Pada sifilis laten lanjut, prognosis baik. Pada sifilis kardiovaskuler, prognosis sukar ditentukan. Prognosis pada neurosifilis bergantung pada tempat dan derajat kerusakan.
Sel saraf yang sudah rusak bersifat irreversible. Prognosis neurosifilis pada sifilis dini baik, angka penyembuhan dapat mencapai 100%. Neurosifilis asimtomatik pada stadium lanjut juga baik, kurang dari 1% memerlukan terapi ulang.
Prognosis sifilis kongenital dini baik. Pada yang lanjut, prognosis tergantung pada kerusakan yang sudah ada.
BAB II
ASUHAN KEPERAWATAN
1. Pengkajian
a. Pemeriksaan fisik
• Keadaan umum
• Kesadaran, status gizi, TB, BB, suhu, TD, nadi, respirasi
b. Pemeriksaan sistemik
Kepala (mata, hidung, telinga, gigi&mulut), leher (terdapat perbesaran tyroid atau tidak), tengkuk, dada (inspeksi, palpasi, perkusi, auskultasi), genitalia, ekstremitas atas dan bawah.
c. Pemeriksaan penunjang
• Pemeriksaan laboratorium (kimia darah, ureum, kreatinin, GDS, analisa urin, darah rutin)

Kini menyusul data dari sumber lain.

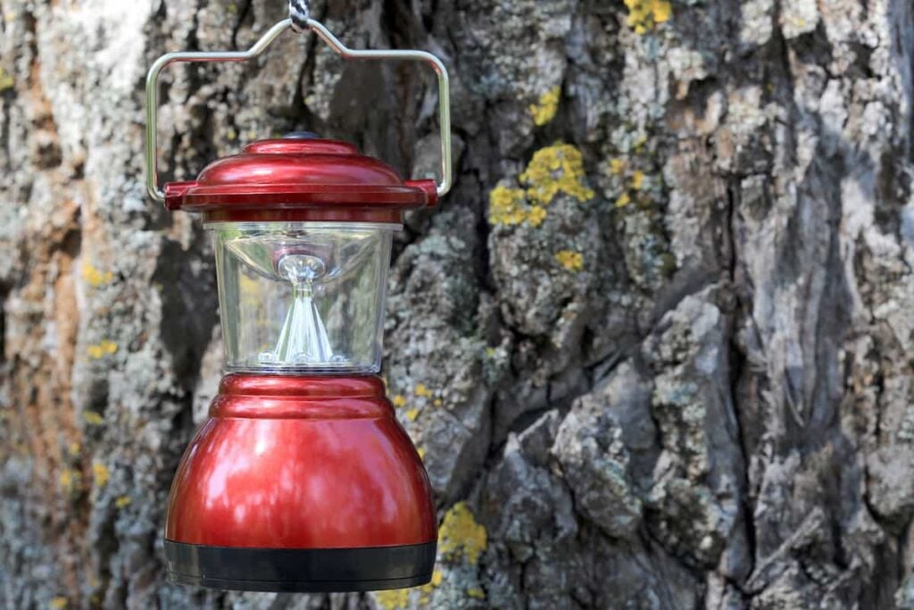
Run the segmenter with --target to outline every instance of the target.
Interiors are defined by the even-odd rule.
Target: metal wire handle
[[[438,75],[438,115],[441,139],[441,177],[436,184],[439,197],[451,190],[451,92],[447,68],[431,53],[419,50],[355,50],[330,33],[319,21],[308,19],[308,27],[345,59],[414,59],[431,65]],[[283,19],[260,37],[246,51],[183,51],[163,55],[146,75],[146,191],[156,201],[165,201],[165,193],[159,188],[158,178],[158,128],[159,74],[166,66],[175,62],[194,61],[244,61],[262,53],[276,37],[292,27],[292,19]]]

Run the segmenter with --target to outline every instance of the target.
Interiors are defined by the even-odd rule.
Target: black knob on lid
[[[314,132],[289,132],[282,135],[283,140],[320,140],[321,136]]]

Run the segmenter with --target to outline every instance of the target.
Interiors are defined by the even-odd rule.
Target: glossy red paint
[[[187,448],[165,538],[329,549],[437,539],[422,462],[376,376],[228,375]]]
[[[165,193],[169,209],[209,221],[401,222],[403,211],[437,202],[432,180],[403,181],[345,142],[294,138],[254,142]]]

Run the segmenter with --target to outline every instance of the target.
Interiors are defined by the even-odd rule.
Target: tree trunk
[[[432,583],[165,579],[222,354],[208,240],[144,194],[143,77],[284,2],[0,0],[0,605],[914,608],[909,0],[314,10],[452,71],[456,187],[399,238],[384,366]],[[424,69],[286,34],[166,81],[164,178],[300,129],[435,168]]]

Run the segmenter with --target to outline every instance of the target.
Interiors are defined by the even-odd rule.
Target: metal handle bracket
[[[260,37],[246,51],[183,51],[163,55],[149,69],[146,75],[146,190],[156,201],[165,201],[165,193],[159,188],[158,178],[158,115],[159,75],[162,70],[177,62],[195,61],[245,61],[260,55],[279,37],[292,27],[292,19],[283,19]],[[451,93],[447,68],[431,53],[420,50],[356,50],[344,45],[339,38],[319,21],[308,19],[308,27],[327,46],[345,59],[411,59],[430,64],[438,76],[438,115],[441,140],[441,181],[436,183],[439,197],[443,197],[452,185],[451,156]]]

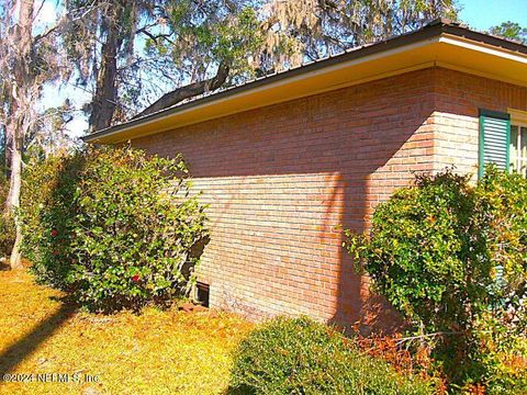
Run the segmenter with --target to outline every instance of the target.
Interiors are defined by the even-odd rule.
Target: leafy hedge
[[[274,318],[235,353],[236,394],[434,394],[430,382],[403,376],[360,354],[341,334],[309,318]]]
[[[100,148],[32,162],[23,252],[37,279],[91,309],[138,308],[189,291],[205,215],[181,158]]]
[[[2,169],[0,168],[0,170]],[[0,258],[7,257],[11,253],[15,237],[14,221],[3,215],[8,192],[8,180],[3,173],[0,173]]]
[[[503,350],[526,335],[527,180],[494,167],[476,185],[450,170],[418,176],[378,206],[369,234],[348,236],[356,262],[433,342],[451,383],[527,390],[514,379],[527,356]],[[511,358],[523,366],[506,368]]]

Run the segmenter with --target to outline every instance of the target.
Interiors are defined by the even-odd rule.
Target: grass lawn
[[[69,375],[67,383],[0,380],[0,394],[223,393],[232,351],[251,328],[213,312],[75,312],[60,296],[25,272],[0,271],[0,372]]]

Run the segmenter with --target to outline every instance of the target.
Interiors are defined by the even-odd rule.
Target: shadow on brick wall
[[[264,316],[307,313],[365,330],[400,324],[354,271],[343,229],[365,229],[379,201],[407,184],[412,172],[431,170],[431,72],[133,142],[162,156],[181,153],[204,190],[213,224],[203,273],[211,298],[220,297],[213,290],[221,284]],[[291,206],[276,212],[278,204]]]

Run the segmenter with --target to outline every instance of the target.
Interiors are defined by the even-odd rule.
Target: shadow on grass
[[[225,392],[224,395],[253,395],[255,394],[248,386],[229,386]]]
[[[31,357],[38,346],[51,338],[58,328],[71,318],[75,312],[76,308],[71,304],[64,303],[52,316],[5,349],[0,354],[0,377],[12,372],[24,359]]]

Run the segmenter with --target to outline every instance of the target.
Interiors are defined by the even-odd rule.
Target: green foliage
[[[500,37],[515,40],[523,44],[527,43],[527,27],[522,27],[519,23],[516,22],[503,22],[498,26],[491,27],[490,33]]]
[[[235,356],[232,392],[243,394],[433,394],[431,383],[403,377],[360,354],[334,329],[279,317],[253,331]]]
[[[8,198],[9,184],[8,180],[0,173],[0,258],[7,257],[11,253],[11,248],[14,244],[14,221],[3,215],[3,207],[5,206],[5,199]]]
[[[492,166],[469,180],[418,176],[378,206],[369,235],[347,232],[347,248],[415,332],[436,334],[452,383],[492,386],[511,357],[496,340],[525,337],[527,180]]]
[[[184,294],[206,236],[183,160],[131,148],[33,162],[24,179],[24,253],[37,279],[97,311]]]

2. Diagnosa Keperawatan & Intervensi
a. Nyeri kronis b.d adanya lesi pada jaringan
Tujuan: nyeri klien hilang dan kenyamanan terpenuhi
Kriteria:
• Nyeri klien berkurang
• Ekspresi wajah klien tidak kesakitan
• Keluhan klien berkurang
Intervensi:
• Kaji riwayat nyeri dan respon terhadap nyeri
• Kaji kebutuhan yang dapat mengurangi nyeri dan jelaskan tentang teknik mengurangi nyeri dan penyebab nyeri
• Ciptakan lingkungan yang nyaman (mengganti alat tenun)

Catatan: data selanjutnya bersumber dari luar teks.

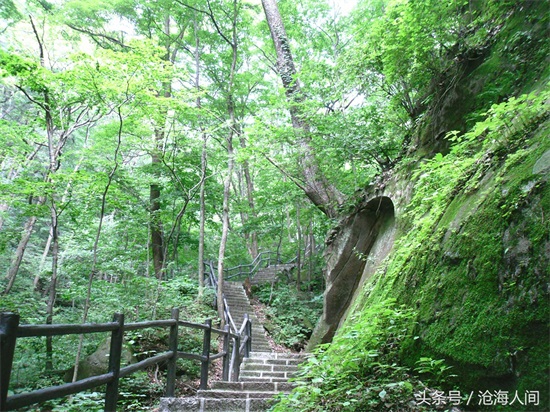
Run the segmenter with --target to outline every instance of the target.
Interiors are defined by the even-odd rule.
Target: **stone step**
[[[297,359],[304,360],[306,358],[304,353],[288,353],[288,352],[250,352],[250,357],[247,359]]]
[[[272,398],[161,398],[159,412],[265,412],[274,403]]]
[[[241,371],[239,375],[240,380],[250,381],[259,381],[262,382],[264,379],[269,382],[286,382],[290,378],[294,377],[295,372],[269,372],[269,371]],[[273,379],[277,380],[273,380]]]
[[[268,393],[290,392],[296,385],[291,382],[225,382],[212,383],[212,389],[224,391],[256,391]]]

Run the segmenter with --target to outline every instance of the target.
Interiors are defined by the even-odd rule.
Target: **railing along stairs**
[[[213,267],[210,266],[210,269],[209,279],[212,286],[216,287],[217,281],[214,276]],[[250,356],[252,348],[252,325],[248,316],[245,315],[242,326],[237,328],[225,297],[224,318],[225,326],[222,330],[212,327],[211,319],[207,319],[204,324],[181,321],[179,320],[179,310],[177,308],[172,310],[171,319],[124,323],[124,315],[117,313],[114,315],[113,321],[109,323],[80,325],[19,325],[20,317],[18,314],[12,312],[0,313],[0,411],[10,411],[27,407],[35,403],[62,398],[105,384],[107,388],[104,410],[108,412],[116,411],[120,378],[159,363],[167,363],[168,369],[165,396],[173,397],[176,381],[176,362],[178,359],[194,359],[201,362],[199,389],[207,388],[209,365],[212,361],[220,358],[222,358],[223,365],[222,380],[229,382],[237,381],[239,379],[239,369],[243,358]],[[179,327],[203,330],[203,346],[200,355],[178,351]],[[168,350],[140,362],[121,367],[124,333],[146,328],[170,328]],[[64,385],[51,386],[8,396],[8,387],[17,339],[100,332],[111,332],[109,367],[107,373]],[[210,353],[212,333],[218,334],[223,338],[222,351],[216,354]]]

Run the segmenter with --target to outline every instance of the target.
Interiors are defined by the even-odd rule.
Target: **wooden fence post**
[[[229,357],[229,339],[230,339],[230,329],[229,329],[229,325],[225,325],[225,327],[223,328],[225,334],[223,335],[223,352],[224,352],[224,355],[223,355],[223,361],[222,361],[222,364],[223,364],[223,370],[222,370],[222,381],[228,381],[229,380],[229,360],[230,360],[230,357]]]
[[[172,357],[168,361],[168,371],[166,372],[166,396],[174,397],[176,387],[176,363],[178,361],[178,321],[180,311],[178,308],[172,309],[172,319],[176,322],[170,326],[170,338],[168,341],[168,349],[172,352]]]
[[[201,383],[199,389],[208,387],[208,364],[210,363],[210,336],[212,335],[212,320],[206,319],[206,329],[202,341]]]
[[[244,333],[245,333],[245,336],[248,337],[248,339],[246,340],[246,345],[244,347],[244,357],[249,358],[250,352],[252,351],[252,321],[248,317],[248,313],[245,313],[244,316],[245,316],[245,322],[246,322],[244,327]]]
[[[233,353],[231,354],[231,381],[237,382],[239,380],[239,368],[241,366],[241,354],[239,349],[241,348],[241,337],[239,334],[233,338]]]
[[[122,357],[122,341],[124,339],[124,314],[115,313],[113,322],[118,323],[118,327],[111,333],[111,349],[109,352],[109,372],[113,374],[113,379],[107,383],[105,393],[105,412],[116,411],[118,400],[118,380],[120,374],[120,359]]]
[[[18,326],[18,314],[0,313],[0,411],[7,410],[6,399],[8,398]]]

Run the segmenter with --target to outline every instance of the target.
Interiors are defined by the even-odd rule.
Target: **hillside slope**
[[[530,4],[472,52],[452,87],[439,85],[407,154],[329,236],[325,312],[310,343],[319,366],[309,365],[305,379],[356,382],[347,390],[356,403],[339,410],[388,410],[386,378],[395,375],[380,373],[375,382],[386,386],[377,389],[357,382],[372,382],[385,365],[373,366],[371,351],[382,359],[394,350],[392,362],[407,374],[470,394],[471,403],[458,402],[465,410],[548,410],[548,42],[543,23],[527,23],[546,5]],[[376,319],[385,307],[412,313],[397,337],[387,331],[394,320]],[[386,335],[357,343],[368,333]],[[338,366],[346,359],[349,373]],[[420,368],[427,360],[431,369]],[[430,379],[438,365],[446,366]],[[313,380],[316,394],[303,390],[288,402],[337,404],[329,379]],[[391,404],[396,410],[432,410],[414,401],[417,382],[393,384],[410,400]],[[511,405],[514,396],[522,402]]]

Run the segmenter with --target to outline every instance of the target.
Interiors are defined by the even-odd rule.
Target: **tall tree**
[[[285,31],[283,20],[276,0],[262,0],[271,38],[277,53],[277,70],[283,82],[290,104],[292,126],[297,135],[297,146],[300,150],[299,162],[303,184],[299,184],[306,196],[328,217],[338,216],[338,207],[343,203],[342,193],[328,181],[320,170],[311,145],[310,126],[301,109],[303,94],[296,76],[296,67],[290,50],[290,42]]]

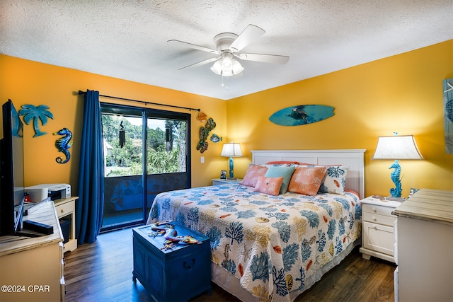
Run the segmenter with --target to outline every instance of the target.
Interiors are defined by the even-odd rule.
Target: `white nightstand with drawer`
[[[242,178],[236,178],[235,180],[229,180],[228,178],[214,178],[212,180],[212,185],[225,185],[226,183],[235,183],[235,182],[241,182],[242,181]]]
[[[399,202],[367,197],[362,202],[362,247],[365,259],[371,256],[394,262],[394,223],[396,216],[391,212],[401,204]]]

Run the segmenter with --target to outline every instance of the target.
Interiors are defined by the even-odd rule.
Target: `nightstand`
[[[400,202],[372,197],[362,199],[362,247],[363,258],[371,256],[395,262],[394,260],[394,223],[396,216],[391,212]]]
[[[222,178],[214,178],[212,180],[212,185],[225,185],[226,183],[235,183],[235,182],[241,182],[242,181],[242,178],[238,178],[236,180],[229,180],[229,179],[222,179]]]

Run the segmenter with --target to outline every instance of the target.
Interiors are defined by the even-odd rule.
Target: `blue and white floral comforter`
[[[314,197],[253,192],[239,184],[161,193],[148,223],[180,222],[210,238],[212,260],[265,301],[289,301],[304,281],[360,238],[353,193]]]

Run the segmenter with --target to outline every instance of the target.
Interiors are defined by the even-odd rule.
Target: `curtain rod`
[[[86,93],[85,91],[79,91],[79,94],[86,94]],[[179,109],[187,109],[188,110],[195,110],[195,111],[201,111],[201,110],[200,108],[190,108],[189,107],[181,107],[181,106],[176,106],[174,105],[167,105],[167,104],[159,104],[159,103],[152,103],[152,102],[147,102],[144,100],[132,100],[132,98],[119,98],[117,96],[111,96],[111,95],[104,95],[102,94],[100,94],[99,96],[102,96],[103,98],[115,98],[116,100],[129,100],[130,102],[137,102],[137,103],[142,103],[144,105],[157,105],[159,106],[166,106],[166,107],[172,107],[173,108],[179,108]]]

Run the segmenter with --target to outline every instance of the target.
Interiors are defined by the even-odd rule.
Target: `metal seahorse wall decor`
[[[59,156],[55,158],[55,161],[58,163],[66,163],[71,158],[71,154],[68,149],[72,146],[72,132],[71,132],[71,131],[67,128],[63,128],[61,130],[55,132],[53,134],[63,136],[55,141],[55,147],[57,147],[59,152],[62,152],[63,154],[64,154],[64,156],[66,156],[65,159]]]
[[[399,165],[398,160],[396,160],[389,168],[395,169],[391,174],[390,174],[390,178],[391,178],[391,181],[395,184],[395,187],[390,189],[390,194],[393,197],[401,197],[401,192],[403,191],[401,180],[399,178],[400,173],[401,173],[401,166]]]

• Kurangi stimulus yang tidak menyenangkan
• Kolaborasi dengan dokter dalam pemberian analgetik
b. Hipertermi b.d proses infeksi
Tujuan: klien akan memiliki suhu tubuh normal
Kriteria:

• Suhu 36–37 °C
• Klien tidak menggigil
• Klien dapat istirahat dengan tenang
Intervensi:
• Observasi keadaan umum klien dengan tanda vital tiap 2 jam sekali
• Berikan antipiretik sesuai anjuran dokter dan monitor keefektifan 30-60 menit kemudian
• Berikan kompres di dahi dan lengan
• Anjurkan agar klien menggunakan pakaian yang tipis dan longgar
• Berikan minum yang banyak pada klien
c. Cemas b.d proses penyakit
Tujuan: cemas berkurang atau hilang
Kriteria:
• Klien merasa rileks
• Vital sign dalam keadaan normal
• Klien dapat menerima dirinya apa adanya
Intervensi:
• Kaji tingkat ketakutan dengan cara pendekatan dan bina hubungan saling percaya
• Pertahankan lingkungan yang tenang dan aman serta menjauhkan benda-benda berbahaya
• Libatkan klien dan keluarga dalam prosedur pelaksanaan dan perawatan
• Ajarkan penggunaan relaksasi
• Beritahu tentang penyakit klien dan tindakan yang akan dilakukan secara sederhana.